Chez Renault dont le cours gagne 4 % depuis le début de l’année (-2 % sur un an), l’ambiance est un peu plus sereine. Cela n’a pas toujours été le cas quand on se remémore les déboires de la gouvernance du groupe au losange suite à l’arrestation spectaculaire de son ancien patron tout-puissant Carlos Ghosn en 2018… Mais la page a été tournée et le redressement amorcé tout d’abord par Jean-Dominique Sénard puis par Luca de Meo à partir de 2020. Au premier trimestre, Renault a publié un chiffre d’affaires en croissance de 0,6 %, à 11,68 milliards d’euros et maintenu ses prévisions de marge opérationnelle supérieure ou égale à 7 % en 2025 (vs. 7,6 % l’an dernier). Le quatrième constructeur mondial (Renault, Dacia, Alpine, etc.), dont le capital est détenu à 15 % par l’État et à 15 % par Nissan, est engagé dans une vaste transformation donnant la priorité aux véhicules électriques qui ont représenté 61 % des ventes de la marque Renault en Europe au premier trimestre (hausse de 15 points par rapport au T1 2024).

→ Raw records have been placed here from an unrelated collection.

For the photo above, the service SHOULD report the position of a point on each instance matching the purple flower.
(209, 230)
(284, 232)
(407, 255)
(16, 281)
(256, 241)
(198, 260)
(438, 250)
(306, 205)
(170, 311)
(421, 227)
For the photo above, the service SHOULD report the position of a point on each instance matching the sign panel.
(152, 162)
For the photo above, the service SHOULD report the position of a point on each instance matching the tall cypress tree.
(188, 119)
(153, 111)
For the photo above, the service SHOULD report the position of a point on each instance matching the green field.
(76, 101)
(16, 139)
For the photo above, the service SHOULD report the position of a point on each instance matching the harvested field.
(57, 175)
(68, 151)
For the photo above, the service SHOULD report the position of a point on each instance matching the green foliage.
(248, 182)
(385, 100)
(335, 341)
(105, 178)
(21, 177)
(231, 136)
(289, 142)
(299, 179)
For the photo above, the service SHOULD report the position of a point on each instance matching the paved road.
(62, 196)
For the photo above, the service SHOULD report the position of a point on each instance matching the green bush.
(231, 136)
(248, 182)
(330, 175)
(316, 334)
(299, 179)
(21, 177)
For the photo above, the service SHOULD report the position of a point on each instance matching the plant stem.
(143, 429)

Les ventes de Tesla dégringolent en Europe

Outre-Rhin, Volkswagen (VW, Audi, Seat, Porsche etc.) a averti fin avril que le nouveau contexte international risquait de peser sur les marges cette année, alors même qu’au premier trimestre, le deuxième constructeur mondial derrière Toyota a vu son bénéfice après impôts reculer de 41 % à 2,19 milliards d’euros par rapport au T1 2024. Si le groupe allemand a vu son chiffre d’affaires augmenter de 1,4 % sur la même période grâce à des volumes satisfaisants en Europe et en Amérique du Nord, la situation est plus compliquée en Chine (-7 % sur un an) et le marché américain qui représente 13 % des ventes va subir de plein fouet l’effet des droits de douane. En Bourse, le titre Volkswagen progresse de 12 % depuis le début de l’année mais décroche de 26 % sur un an.

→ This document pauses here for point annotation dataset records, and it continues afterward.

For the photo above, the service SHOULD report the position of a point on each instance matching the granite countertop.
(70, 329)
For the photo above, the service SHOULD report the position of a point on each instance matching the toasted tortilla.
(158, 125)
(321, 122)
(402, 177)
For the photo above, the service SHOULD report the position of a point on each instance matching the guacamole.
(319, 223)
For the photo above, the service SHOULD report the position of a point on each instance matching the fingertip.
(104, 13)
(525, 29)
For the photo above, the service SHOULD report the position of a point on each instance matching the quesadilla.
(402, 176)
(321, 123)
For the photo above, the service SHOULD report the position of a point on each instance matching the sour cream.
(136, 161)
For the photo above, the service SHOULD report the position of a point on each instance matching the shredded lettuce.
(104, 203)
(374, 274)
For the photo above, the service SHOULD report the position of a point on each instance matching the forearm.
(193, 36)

Fin avril, les chiffres des immatriculations du premier trimestre sont tombés en Europe et confirment les difficultés globales du secteur. Les ventes de véhicules particuliers neufs sur le Vieux Continent ont ainsi reculé de 1,9 % au cours des trois premiers mois de l’année. En revanche, les chiffres sont très contrastés d’un groupe à l’autre. Si les ventes de véhicules Stellantis ont reculé de 14 %, celles de Tesla dégringolent de 45 %, selon l’ACEA. Preuve que les constructeurs européens gardent des atouts dans leur manche : Stellantis est passé devant Toyota concernant les ventes de véhicules hybrides grâce à sa technologie e-DCT. Quant à Renault Group, ses ventes trimestrielles en Europe ont augmenté de 9,5 % (+11,6 % en mars !).

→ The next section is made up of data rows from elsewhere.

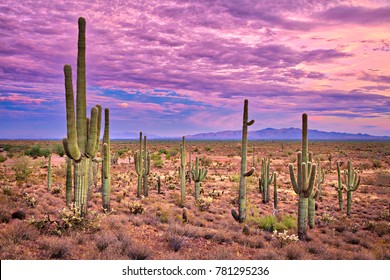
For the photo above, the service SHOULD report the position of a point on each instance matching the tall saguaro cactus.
(198, 175)
(306, 174)
(266, 179)
(241, 215)
(352, 182)
(182, 170)
(82, 136)
(106, 174)
(339, 187)
(49, 173)
(146, 171)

En outre, il semble que les autorités européennes commencent à entendre les revendications des constructeurs du Vieux Continent qui ne cessent d’alerter depuis plusieurs années des lourdes conséquences des réglementations imposées par Bruxelles. Jeudi 8 mai, le Parlement européen a ainsi validé un assouplissement des règles imposées aux constructeurs en matière d’émissions de CO2. Un vote qui s’inscrit dans la continuité du plan de soutien à la filière annoncé début mars par la Commission européenne. Les Eurodéputés ont voulu accorder un peu de temps aux constructeurs et leur éviter de devoir acquitter, dès 2025, des amendes potentiellement catastrophiques dans le contexte actuel. Un sursis qui pourrait appeler d’autres décisions du même ordre. Un signe aussi que la sortie de route des constructeurs européens n’est peut-être pas inéluctable.